Bangau dalam Cerita Rakyat dan Dongeng Jepang
Burung bangau berkaitan erat dengan konsep balas budi dan rasa syukur terhadap bantuan seseorang. Konsep ini lahir dari cerita rakyat tradisional Jepang, Tsuru no Ongaeshi (Burung Bangau yang Bersyukur).
Tsuru no Ongaeshi mengisahkan tentang petani miskin yang menemukan burung bangau terluka parah. Sang petani lalu membawanya sang burung dan merawat lukanya sampai sembuh dan terbang kembali. Beberapa waktu kemudian, burung bangau tersebut kembali ke rumah petani dalam wujud wanita muda.
Sang burung yang berwujud wanita itu pun melamar petani. Setiap hari, wanita cantik yang telah menjadi istrinya itu menenun kain indah dari bulunya sendiri. Ia melakukan hal tersebut sebagai bentuk rasa terima kasih atas kebaikan sang petani menyelamatkannya dulu.
Origami Burung Bangau dan Perang Dunia Kedua II
Di Jepang, kamu mungkin sering melihat hiasan origami burung bangau dari kertas yang berwarna-warni di kuil. Hal ini tak lepas dari perkembangan industri kertas yang bermula sekitar tahun 610-an.
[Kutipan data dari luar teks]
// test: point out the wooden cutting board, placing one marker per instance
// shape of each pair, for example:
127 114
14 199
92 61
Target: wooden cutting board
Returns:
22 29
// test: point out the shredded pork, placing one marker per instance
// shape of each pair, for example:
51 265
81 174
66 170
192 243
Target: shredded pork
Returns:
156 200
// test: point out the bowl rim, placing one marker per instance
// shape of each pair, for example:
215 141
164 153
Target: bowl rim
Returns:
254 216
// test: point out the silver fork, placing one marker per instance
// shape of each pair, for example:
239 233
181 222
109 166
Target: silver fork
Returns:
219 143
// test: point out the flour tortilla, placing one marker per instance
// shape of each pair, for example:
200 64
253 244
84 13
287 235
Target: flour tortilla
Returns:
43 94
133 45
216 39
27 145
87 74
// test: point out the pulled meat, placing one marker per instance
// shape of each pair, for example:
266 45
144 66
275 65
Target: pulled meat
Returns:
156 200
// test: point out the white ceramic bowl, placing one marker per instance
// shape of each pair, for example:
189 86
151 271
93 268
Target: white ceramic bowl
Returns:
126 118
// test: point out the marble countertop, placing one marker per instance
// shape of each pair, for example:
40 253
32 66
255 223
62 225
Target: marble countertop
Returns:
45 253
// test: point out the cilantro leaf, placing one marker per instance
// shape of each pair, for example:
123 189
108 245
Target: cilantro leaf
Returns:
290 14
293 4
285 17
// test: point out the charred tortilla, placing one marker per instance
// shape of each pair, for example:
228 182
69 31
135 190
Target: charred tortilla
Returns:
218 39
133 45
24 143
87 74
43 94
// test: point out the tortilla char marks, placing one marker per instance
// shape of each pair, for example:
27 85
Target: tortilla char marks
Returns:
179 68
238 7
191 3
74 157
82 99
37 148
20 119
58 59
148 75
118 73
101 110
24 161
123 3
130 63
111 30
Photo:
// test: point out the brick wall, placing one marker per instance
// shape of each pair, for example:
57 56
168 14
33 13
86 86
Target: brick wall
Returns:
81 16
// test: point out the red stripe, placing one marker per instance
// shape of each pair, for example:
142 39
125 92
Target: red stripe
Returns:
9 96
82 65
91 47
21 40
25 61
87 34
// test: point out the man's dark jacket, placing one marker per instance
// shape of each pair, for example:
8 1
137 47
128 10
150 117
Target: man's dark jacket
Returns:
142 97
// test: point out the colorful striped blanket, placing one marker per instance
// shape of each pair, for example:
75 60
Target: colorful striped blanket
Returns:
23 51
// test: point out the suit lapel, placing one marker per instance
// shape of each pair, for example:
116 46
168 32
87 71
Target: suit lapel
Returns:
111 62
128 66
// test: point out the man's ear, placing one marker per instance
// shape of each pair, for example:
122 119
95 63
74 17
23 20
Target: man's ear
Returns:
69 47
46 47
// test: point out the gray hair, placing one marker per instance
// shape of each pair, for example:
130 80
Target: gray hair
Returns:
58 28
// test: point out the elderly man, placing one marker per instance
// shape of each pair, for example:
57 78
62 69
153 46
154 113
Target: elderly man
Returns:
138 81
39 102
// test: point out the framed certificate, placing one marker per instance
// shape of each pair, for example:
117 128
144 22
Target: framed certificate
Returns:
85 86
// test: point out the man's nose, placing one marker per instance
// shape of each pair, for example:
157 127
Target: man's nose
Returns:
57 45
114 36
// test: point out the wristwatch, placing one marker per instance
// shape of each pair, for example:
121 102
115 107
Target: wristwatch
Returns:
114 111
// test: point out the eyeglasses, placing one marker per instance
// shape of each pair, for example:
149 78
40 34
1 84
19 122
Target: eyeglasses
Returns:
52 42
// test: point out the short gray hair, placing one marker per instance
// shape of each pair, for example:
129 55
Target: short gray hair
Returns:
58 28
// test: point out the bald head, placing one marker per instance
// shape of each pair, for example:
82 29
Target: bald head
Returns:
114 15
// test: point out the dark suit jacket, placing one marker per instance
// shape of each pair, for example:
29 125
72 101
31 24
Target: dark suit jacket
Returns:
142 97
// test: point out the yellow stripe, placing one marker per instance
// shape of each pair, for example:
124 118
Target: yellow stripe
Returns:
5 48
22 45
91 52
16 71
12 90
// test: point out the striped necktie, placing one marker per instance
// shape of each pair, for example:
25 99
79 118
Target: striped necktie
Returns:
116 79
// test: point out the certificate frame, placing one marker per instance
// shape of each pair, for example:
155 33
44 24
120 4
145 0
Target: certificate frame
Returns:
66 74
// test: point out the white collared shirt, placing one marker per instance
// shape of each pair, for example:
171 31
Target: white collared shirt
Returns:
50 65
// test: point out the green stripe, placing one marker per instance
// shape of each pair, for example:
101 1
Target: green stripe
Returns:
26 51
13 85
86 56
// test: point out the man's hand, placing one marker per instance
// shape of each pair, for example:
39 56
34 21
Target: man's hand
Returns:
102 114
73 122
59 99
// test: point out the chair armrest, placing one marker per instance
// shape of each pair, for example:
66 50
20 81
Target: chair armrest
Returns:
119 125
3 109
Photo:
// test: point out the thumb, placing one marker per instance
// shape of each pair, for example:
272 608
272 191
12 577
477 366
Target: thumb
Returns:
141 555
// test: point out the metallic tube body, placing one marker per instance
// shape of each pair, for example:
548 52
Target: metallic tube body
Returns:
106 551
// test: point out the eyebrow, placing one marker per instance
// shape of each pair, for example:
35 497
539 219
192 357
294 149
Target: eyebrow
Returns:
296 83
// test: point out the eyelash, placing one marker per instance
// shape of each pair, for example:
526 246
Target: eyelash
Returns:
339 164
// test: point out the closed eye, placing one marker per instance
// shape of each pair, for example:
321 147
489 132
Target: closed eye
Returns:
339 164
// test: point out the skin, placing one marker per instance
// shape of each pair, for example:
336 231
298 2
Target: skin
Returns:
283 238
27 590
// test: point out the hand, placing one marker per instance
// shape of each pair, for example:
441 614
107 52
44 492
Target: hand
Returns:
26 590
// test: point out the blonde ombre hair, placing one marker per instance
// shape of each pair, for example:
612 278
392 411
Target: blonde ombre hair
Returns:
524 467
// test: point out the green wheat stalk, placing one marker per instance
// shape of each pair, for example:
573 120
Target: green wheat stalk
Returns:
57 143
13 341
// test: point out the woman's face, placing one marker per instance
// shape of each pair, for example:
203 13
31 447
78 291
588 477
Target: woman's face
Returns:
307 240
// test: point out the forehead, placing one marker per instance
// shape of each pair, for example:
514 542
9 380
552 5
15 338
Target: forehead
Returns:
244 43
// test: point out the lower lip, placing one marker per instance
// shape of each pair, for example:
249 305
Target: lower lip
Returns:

Di masa ini teknik pembuatan kertas mulai diperkenalkan oleh bangsa Cina ke bangsa Jepang. Kemudian, Jepang mengembangkan pembuatan kertas dan menciptakan kertas tipis yang dikenal dengan nama washi.
Washi adalah benda eksklusif yang hanya digunakan oleh kalangan atas untuk ritual keagamaan dan persembahan untuk para dewa. Orang-orang lantas berpikiran bagaimana caranya agar bisa melipat kertas dengan indah untuk persembahan dewa.
Pada masa Edo, industri washi meningkat pesat dan harganya turun sehingga masyarakat kalangan bawah bisa menggunakan washi. Semakin populernya washi memunculkan praktik budaya noshi (membungkus kado) dan tato (amplop kertas)
Setelah perang dunia II, origami burung bangau terkenal sampai ke luar negeri dan tumbuh menjadi simbol perdamaian. Hal ini disebabkan adanya kisah Sadako Sasaki dan seribu origami burung bangau. Dalam kisah itu diceritakan Sadako menderita leukimia karena terkena radiasi akibat pengeboman Hiroshima tahun 1945 lalu.
Ia pun kemudian membuat origami burung bangau sebagai harapan agar ia sembuh dari penyakitnya. Sayangnya, Sadako tidak selamat, tapi makna origami burung bangau sebagai simbol kedamaian dan jimat yang bisa mengabulkan keinginan tetap diyakini oleh masyarakat.
Nah, mulai dari agama sampai tradisional, burung bangau kertas bagi masyarakat Jepang memiliki arti yang dalam. Bukan hanya sekadar seni atau dekorasi, tapi juga jimat agar sebuah keinginan bisa terkabul.